Once you have a copy of the source, you can install it with:

$ python setup.py install

Installing SurveyJS locally

Questions can be used without installing the SurveyJS Javascript resources, because by default it gets all resources from a CDN, but sometimes it’s necessary to install all resources locally. Questions does its best to make that as easy as possible.

The easiest way to install SurveyJS is to use npm. This is also the recommended way to go if your project will be using other JS modules. Simply add the SurveyJS module corresponding to your platform to the dependencies section in your package.json file:

  • survey-angular

  • survey-jquery

  • survey-knockout

  • survey-react

  • survey-vue

It’s also necessary to add the SurveyJS custom widgets (surveyjs-widgets), since they are included in Questions.

If you have npm available, but are not building a JS application and only want the SurveyJS resources, create a directory for static resources in your Python web application project, and do the following:

$ mkdir static
$ cd static
$ npm install survey-knockout
$ npm install surveyjs-widgets

These commands will download the complete set of resources for the selected platform. After they complete successfully, the files will be under ./static/node_modules/.

If npm is not available, or you can’t use it, Questions includes a command line script to download the required files. Make sure your virtual environment is activated (or use the full path to the bin directory) and run this command:

$ download_surveyjs path/to/static/dir {platform} {theme}

The platforms are:

  • angular

  • jquery

  • knockout

  • react

  • vue

The themes are:

  • default (legacy)

  • defaultV2

  • bootstrap (legacy)

  • modern

The default theme is named defaultV2. There is an older default theme that is now considered legacy.
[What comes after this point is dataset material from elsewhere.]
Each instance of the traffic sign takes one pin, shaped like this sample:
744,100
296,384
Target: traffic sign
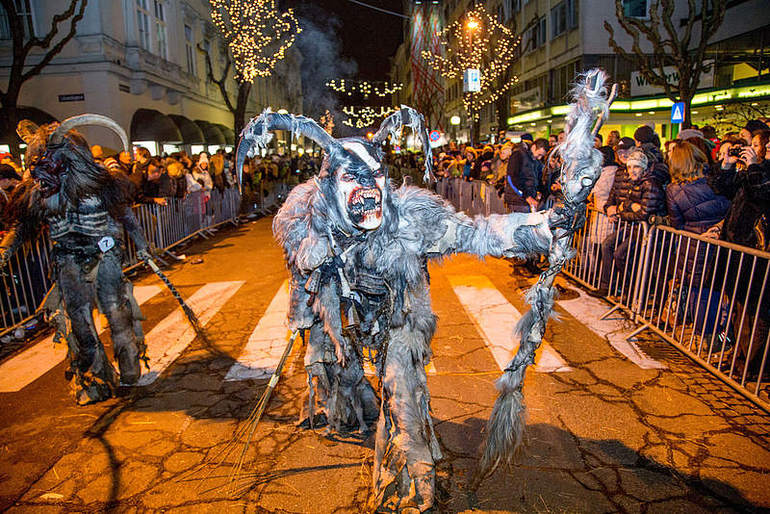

The old bootstrap theme is also legacy and deprecated. This command will download all the required resources to the directory specified. This is by far the simplest way to get running if you don’t plan to do any javascript development as part of your application.
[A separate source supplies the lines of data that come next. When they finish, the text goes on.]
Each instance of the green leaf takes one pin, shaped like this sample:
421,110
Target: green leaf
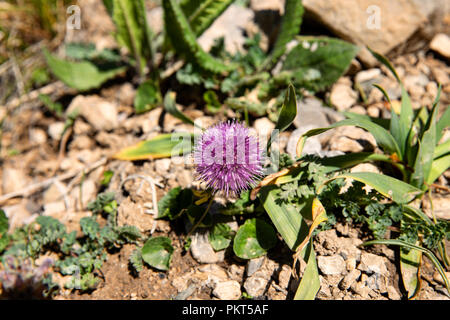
4,224
410,246
220,236
171,107
80,75
389,187
205,13
184,41
443,122
253,239
162,146
133,31
284,216
383,138
290,27
157,252
287,115
438,167
316,63
310,283
147,96
410,269
442,149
Independently of the method you use to download the resources. You will need to set up your application to use the resulting resource directory. If all resources are present in the same directory, all that is needed is to pass in the URL for this directory when creating the form, like this:

form = Form(resource_url="/static/your/path")
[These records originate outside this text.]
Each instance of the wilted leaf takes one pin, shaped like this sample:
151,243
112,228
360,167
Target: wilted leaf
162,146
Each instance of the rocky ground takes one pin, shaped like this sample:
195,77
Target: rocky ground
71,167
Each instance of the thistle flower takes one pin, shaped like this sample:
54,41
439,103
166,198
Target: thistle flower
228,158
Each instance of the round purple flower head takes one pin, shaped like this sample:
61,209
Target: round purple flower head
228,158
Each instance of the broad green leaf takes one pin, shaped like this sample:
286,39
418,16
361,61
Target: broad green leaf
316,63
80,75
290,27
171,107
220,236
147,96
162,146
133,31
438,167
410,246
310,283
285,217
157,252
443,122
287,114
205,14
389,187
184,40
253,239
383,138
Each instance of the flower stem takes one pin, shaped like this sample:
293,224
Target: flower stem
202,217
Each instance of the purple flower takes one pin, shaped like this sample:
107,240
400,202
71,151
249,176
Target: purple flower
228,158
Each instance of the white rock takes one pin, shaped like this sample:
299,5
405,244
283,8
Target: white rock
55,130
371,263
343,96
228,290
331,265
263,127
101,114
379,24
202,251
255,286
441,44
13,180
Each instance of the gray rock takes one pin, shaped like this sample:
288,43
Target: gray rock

If the resources are stored using npm or a different directory layout, it will be necessary to add the resource definitions to the HTML templates by hand. How to do this varies from framework to framework. In Flask, the following will work, assuming you are using the default static directory:

<script src="{{ url_for('static',
    filename='npm_modules/survey-knockout/survey.ko.min.js') }}">
</script>

<link rel="stylesheet" href="{{ url_for('static',
    filename='npm_modules/survey-knockout/survey.css') }}" />

Resources vary by platform, theme and types of questions used. To make sure you have all the required resources for your application, Questions includes a script to list them:

$ list_resources {platform} {theme}

This will list all required resources. Note that custom widgets, like Select2, require extra JS and CSS resources. To find out if the question types you are using depend on extra resources, add the ‘–include-widgets` flag to the command.